Instructions
Displaying the Parallel Policy
The Summary tab page supports the management of parallel strategy settings, which can be distinguished based on the imported profile data.
- If the profile data contains the collected parallel strategy parameter values, the values can be automatically read and filled in the page. The page information is automatically updated based on the input values. If you need to reset the parallel parameter values, enter the correct values and click Generate. In the dialog box that is displayed, confirm the information and click Confirm. The page information is updated accordingly.
- If the profile data does not contain the collected parallel strategy parameter values, enter the correct values of PP Size, TP Size, CP Size, DP Size, MoE-TP Size, and EP Size as required and click Generate. The page information is updated accordingly.
Configure the parallel strategy as follows: PP Size = 4, TP Size = 4, CP Size = 4, DP Size = 8, and EP Size = 4. Click Generate. The parallel strategy graph is updated based on the input values, as shown in Figure 1.
When selecting different dimensions, you can select Pipeline Parallel, Tensor Parallel, Context Parallel, Data Parallel, or Expert Parallel as required. The parallel strategy graph displays the division policy check box based on the selected options. When you click the check box, the page below is updated accordingly.
You can also select Performance Metric and Visible Range to color the target in the parallel strategy graph. Select Target Index and click Find to quickly locate the target index.
You can set the selected performance metric of any target index as the minimum or maximum filter value to quickly locate and analyze issues. In all dimensions, select a performance metric, right-click a target index in the parallel strategy graph, and choose the minimum or maximum filter value setting from the shortcut menu. The rendering color of the graph and the filter range change accordingly.
- Rule for setting the parallel strategy: Parallel strategy value = PP Size × TP Size × CP Size × DP Size ≥ Number of cards imported.
- If data that has been imported is imported to MindStudio Insight, the parallel strategy value is remembered and the previously set parallel strategy value is displayed by default.
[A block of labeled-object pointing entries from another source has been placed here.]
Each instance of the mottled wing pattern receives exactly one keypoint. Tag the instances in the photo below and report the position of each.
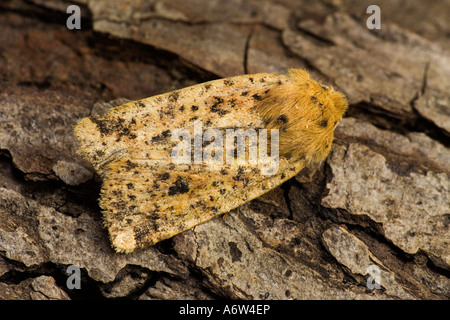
(145, 196)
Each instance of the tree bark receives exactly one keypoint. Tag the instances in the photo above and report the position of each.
(370, 222)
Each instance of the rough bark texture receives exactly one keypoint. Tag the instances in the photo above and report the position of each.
(381, 201)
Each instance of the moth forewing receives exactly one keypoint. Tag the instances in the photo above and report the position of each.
(175, 160)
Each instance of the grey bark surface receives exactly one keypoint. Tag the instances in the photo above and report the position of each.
(381, 200)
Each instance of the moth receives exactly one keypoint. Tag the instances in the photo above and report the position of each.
(166, 162)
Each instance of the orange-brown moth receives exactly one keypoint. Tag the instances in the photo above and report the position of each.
(148, 194)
Supporting Page Information Linkage
- Flow linkage
After the parallel strategy is set, if DP + PP + CP + TP is selected, you can click the target index in the strategy graph display area to show the related flow. When you click the flow, the lower part of the page changes accordingly, as shown in Figure 2. This function facilitates developers to view data differences.
You can also click the target index in the DP + PP + TP or DP + PP + CP + TP dimension to display flows. Right-click a flow and choose the option for viewing communication duration analysis. Then, the communication page is displayed, showing details about the communication group to which the target index belongs.
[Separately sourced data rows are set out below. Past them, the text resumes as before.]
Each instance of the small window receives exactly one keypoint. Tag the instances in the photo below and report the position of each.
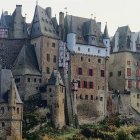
(110, 74)
(81, 58)
(50, 90)
(90, 72)
(102, 73)
(128, 62)
(138, 72)
(40, 80)
(86, 97)
(91, 97)
(85, 84)
(99, 60)
(28, 79)
(80, 72)
(53, 44)
(17, 80)
(137, 84)
(54, 58)
(81, 97)
(17, 110)
(3, 124)
(128, 71)
(48, 70)
(129, 84)
(35, 80)
(90, 84)
(2, 110)
(79, 84)
(48, 57)
(119, 73)
(101, 98)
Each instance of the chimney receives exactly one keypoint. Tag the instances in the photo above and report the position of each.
(61, 18)
(5, 13)
(19, 9)
(49, 12)
(99, 25)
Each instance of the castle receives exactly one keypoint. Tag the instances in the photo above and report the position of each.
(66, 63)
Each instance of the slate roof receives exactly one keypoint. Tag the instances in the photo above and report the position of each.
(26, 62)
(138, 40)
(55, 78)
(124, 38)
(6, 83)
(82, 27)
(3, 21)
(42, 24)
(105, 35)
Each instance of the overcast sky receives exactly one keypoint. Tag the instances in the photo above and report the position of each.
(115, 12)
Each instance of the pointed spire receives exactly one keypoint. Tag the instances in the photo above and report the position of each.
(71, 26)
(55, 78)
(90, 28)
(3, 22)
(105, 35)
(138, 40)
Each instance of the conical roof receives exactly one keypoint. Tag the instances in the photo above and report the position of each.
(55, 78)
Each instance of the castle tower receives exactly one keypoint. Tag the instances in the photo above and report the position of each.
(71, 36)
(56, 99)
(106, 40)
(18, 22)
(11, 107)
(3, 27)
(138, 42)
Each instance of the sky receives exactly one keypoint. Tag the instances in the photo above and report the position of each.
(116, 13)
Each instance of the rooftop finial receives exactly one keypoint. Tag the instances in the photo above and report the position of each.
(66, 10)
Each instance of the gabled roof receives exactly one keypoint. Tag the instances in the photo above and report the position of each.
(6, 85)
(42, 24)
(55, 78)
(105, 35)
(26, 62)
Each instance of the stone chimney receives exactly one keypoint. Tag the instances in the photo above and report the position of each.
(49, 12)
In the DP + PP + CP + TP area, click the tensor parallel flow related to rank 0 in the strategy graph. The Computation/Communication Overview, Computing Detail (Rank ID), and Communication Detail (Rank ID) areas are updated. Computation/Communications Overview displays details about the communication groups (0, 1, 2, 3) related to rank 0. Computing Detail (Rank ID) and Communication Detail (Rank ID) display the computing details and communication details of the corresponding card, respectively. When you click the bar chart of any card in the Computation/Communication Overview area, the computing details and communication details of the corresponding card are displayed.
- Box selection linkage
Select any dimension. When Pipeline Parallel, Tensor Parallel, Context Parallel, or Data Parallel is selected, the parallel strategy graph displays the division strategy according to the selected option. The box selection area is displayed. Click the box, and the lower part of the page changes accordingly, as shown in Figure 3.
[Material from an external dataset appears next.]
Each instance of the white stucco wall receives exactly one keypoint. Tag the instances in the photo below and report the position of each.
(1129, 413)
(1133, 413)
Displaying Parallel Policies in Different Dimensions
On the Summary page, after the parallel strategy value is set, you can select DP + PP, DP + PP + CP, DP + PP + TP, or DP + PP + CP + TP to display the parallel strategy graph.
You can select a dimension tab on the parallel strategy graph to expand the corresponding dimension, or right-click a target index to expand or collapse each dimension.
- Expand: In the DP + PP or DP + PP + CP dimension, right-click a target index and choose Expand from the shortcut menu.
- Collapse: In the DP + PP, DP + PP + CP, DP + PP + TP, or DP + PP + CP + TP dimension, right-click a target index and choose Collapse from the shortcut menu.
When CP Size is set to 1, the DP + PP and DP + PP + TP parallel dimensions are displayed, and Context Parallel Size is not displayed in each dimension.
The details of each dimension are as follows.
- DP + PP Dimension
If the DP + PP parallel dimension is selected, you can select Pipeline Parallel and Data Parallel. When you click a box in the strategy graph, the Computation/Communication Overview bar chart changes accordingly. When you select performance metrics, the strategy graph is rendered accordingly to facilitate analysis, as shown in Figure 4. You can set the visible range corresponding to a performance metric and enter the required index in the Target Index text box to accurately locate the target.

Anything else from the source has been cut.